Re:Whiskey Tango Foxtrot (3, Interesting)

Jeremiah Cornelius (137) | more than 7 years ago | (#20240755)

Well.

Token ring sure used to fail like this! 1 bad station sending 10,000 ring-purge messages a second? Still, it was a truck. Files under 1Mb could be transferred, and this was TR/4, not 16!

Re:Whiskey Tango Foxtrot (1)

spitek (942062) | more than 7 years ago | (#20240883)

Great point about token ring. Was heavly used in these types of situations as well. Don't know about LAX but a lot of the airports have upgraded since then. Anybody get to use Switched 100Mb token ring?? To bad that didn't make it. Could have been cool. The advantages of both switching speed and the preformence under load that token ring has.

Token Ring upgrade (1)

camperdave (969942) | more than 7 years ago | (#20241419)

Perhaps they upgraded their token ring to thinnet.

Re:Whiskey Tango Foxtrot (2, Informative)

sigipickl (595932) | more than 7 years ago | (#20240949)

This totally sounds like a token ring problem.... Either network flooding or dropped packets (tokens). These issues used to be a bear to track down- going from machine to machine in serial from the MAU...

Ethernet and switching has made me fat- I never have to leave my desk to troubleshoot.

Re:Whiskey Tango Foxtrot (1)

spitek (942062) | more than 7 years ago | (#20240767)

chimps make flat networks.. with hubs.. what are switches and routers? I agree run into this problem several times in my carrer but for real. Bad network design. But hey Ive also worked in wireling closests in airports most of which these days are community run by the airport authority and leased by the airlines or other tennets of the airports. Used to work for an airline. NOT suprised one bit.

Re:Whiskey Tango Foxtrot (1)

morgan_greywolf (835522) | more than 7 years ago | (#20240927)

Ugh. A flat network may be fine for something small, but for something as big and complex as an airport network, especially one at an airport the size of LAX? Unthinkable. Do these people hire idiots with no training or experience or what?

Re:Whiskey Tango Foxtrot (1)

spitek (942062) | more than 7 years ago | (#20241193)

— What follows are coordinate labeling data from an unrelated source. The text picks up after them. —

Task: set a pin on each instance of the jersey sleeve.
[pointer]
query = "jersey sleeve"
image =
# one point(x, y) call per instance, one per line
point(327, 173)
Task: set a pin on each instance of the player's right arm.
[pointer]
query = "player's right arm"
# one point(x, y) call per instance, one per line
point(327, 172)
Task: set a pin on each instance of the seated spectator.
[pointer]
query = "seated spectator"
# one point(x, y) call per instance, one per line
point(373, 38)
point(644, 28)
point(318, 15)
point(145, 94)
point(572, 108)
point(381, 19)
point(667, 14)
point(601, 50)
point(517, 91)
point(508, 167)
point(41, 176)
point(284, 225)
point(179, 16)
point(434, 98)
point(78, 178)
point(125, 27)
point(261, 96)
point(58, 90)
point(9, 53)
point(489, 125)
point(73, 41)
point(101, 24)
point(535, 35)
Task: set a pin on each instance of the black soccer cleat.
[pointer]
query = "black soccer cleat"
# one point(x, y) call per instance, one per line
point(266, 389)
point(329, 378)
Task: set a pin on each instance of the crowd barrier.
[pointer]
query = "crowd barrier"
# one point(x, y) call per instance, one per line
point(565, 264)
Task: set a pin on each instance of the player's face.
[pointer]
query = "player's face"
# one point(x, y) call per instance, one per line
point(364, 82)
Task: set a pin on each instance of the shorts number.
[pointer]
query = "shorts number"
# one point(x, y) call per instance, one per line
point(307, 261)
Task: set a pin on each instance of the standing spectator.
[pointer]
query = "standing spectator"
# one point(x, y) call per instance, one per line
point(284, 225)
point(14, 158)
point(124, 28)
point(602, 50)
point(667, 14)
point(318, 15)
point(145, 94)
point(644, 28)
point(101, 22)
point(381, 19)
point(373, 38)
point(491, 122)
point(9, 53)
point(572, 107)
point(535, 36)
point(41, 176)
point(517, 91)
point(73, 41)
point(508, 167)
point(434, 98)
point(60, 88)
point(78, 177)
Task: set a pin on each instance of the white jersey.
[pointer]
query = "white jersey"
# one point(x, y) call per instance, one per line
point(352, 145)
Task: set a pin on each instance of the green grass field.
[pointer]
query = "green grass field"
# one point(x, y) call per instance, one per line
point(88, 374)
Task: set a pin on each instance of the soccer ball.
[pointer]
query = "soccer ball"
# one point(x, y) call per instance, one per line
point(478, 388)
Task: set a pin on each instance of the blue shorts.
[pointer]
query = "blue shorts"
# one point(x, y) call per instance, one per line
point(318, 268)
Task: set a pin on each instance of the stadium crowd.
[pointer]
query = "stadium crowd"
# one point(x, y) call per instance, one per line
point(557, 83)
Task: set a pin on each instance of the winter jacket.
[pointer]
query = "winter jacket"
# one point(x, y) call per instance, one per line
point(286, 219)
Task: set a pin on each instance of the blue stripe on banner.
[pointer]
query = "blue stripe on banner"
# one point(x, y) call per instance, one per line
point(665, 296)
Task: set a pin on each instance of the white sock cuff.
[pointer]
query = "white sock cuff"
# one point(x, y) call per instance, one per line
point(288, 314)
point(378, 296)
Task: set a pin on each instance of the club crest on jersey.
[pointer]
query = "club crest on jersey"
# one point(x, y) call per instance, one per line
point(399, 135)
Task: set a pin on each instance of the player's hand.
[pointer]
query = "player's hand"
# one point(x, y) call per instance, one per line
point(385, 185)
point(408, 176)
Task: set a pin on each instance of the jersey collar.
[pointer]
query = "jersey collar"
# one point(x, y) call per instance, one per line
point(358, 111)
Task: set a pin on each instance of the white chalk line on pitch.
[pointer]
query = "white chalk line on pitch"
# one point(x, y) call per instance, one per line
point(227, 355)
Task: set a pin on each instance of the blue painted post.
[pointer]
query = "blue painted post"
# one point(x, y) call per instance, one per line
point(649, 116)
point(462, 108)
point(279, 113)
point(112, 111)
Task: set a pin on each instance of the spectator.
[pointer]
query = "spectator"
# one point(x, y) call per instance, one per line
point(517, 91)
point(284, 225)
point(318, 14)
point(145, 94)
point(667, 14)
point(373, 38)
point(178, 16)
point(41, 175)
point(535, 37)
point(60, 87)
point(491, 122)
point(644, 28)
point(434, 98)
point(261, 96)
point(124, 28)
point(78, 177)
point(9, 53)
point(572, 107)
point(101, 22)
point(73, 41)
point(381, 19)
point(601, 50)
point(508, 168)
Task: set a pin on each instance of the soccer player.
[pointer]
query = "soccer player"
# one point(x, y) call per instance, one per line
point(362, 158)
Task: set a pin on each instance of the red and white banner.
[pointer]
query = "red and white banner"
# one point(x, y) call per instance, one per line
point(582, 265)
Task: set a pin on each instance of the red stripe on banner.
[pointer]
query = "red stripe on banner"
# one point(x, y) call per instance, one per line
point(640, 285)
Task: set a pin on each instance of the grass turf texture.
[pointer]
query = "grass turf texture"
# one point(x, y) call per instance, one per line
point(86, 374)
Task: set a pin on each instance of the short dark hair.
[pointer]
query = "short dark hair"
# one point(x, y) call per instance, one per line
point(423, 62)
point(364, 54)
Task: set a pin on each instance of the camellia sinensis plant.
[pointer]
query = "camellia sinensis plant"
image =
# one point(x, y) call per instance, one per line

Well, yes, yes and what. Now havent been in the airline business for a few years but there was one network I ran into that had over 2000 seats sitting on a flat network. Now one would hope that LAX in general is not like that. I do not know if how LAX's network is setup. However the government agenecy does have a higher likleyhood to be running in the dark ages. A flacky network card sending out bad packets I have seen. I have seen it cause all sorts of problems. But for it to do the damage it did. Never should have happened. On top of that the response time to find out what the problem was. Sounds like poor network design and yes chimps and idiots. Or it is always possable that there is talent just no money. Sorry for them if that is the case.

Re:Whiskey Tango Foxtrot (2, Insightful)

kylemonger (686302) | more than 7 years ago | (#20241239)

Do these people hire idiots with no training or experience or what?

I think just hiring idiots would be enough. No need to train them.

Re:Whiskey Tango Foxtrot (1)

Kadin2048 (468275) | more than 7 years ago | (#20241281)

Do these people hire idiots with no training or experience or what?
Probably they do to some extent, but if it's like other places I've worked, they probably hire people who have a clue, but then tell them to do little bits and pieces, and never give them enough resources to actually do the job right.

It's a lot of "we'll pay you to come out and install this." They don't want to hear 'well, you should really re-think the architecture of your whole network' as a response. They just want the new piece grafted on, and if you don't do the job, they'll just find somebody who will.

That's how these horrible abortions of big systems / networks happen. They usually don't start off like that. They just grow and evolve without much in the way of a central plan until they finally keel over and die. Nobody wants to spend the time, money, or downtime to tear things down and rebuild them until they actually fail. So they just grow out of control.

They probably had a flat network (or a switched one without any subnets) because that was the only way to keep everything working as it grew; as different contractors came in and tacked on this or that, they just added it on to whatever was there.

Re:Whiskey Tango Foxtrot (0)

Anonymous Coward | more than 7 years ago | (#20240775)

Single point of failure in the worst possible way. Gross incompetence, shortsightedness,
Sounds like government work to me.

Re:Whiskey Tango Foxtrot (2, Interesting)

mhall119 (1035984) | more than 7 years ago | (#20240791)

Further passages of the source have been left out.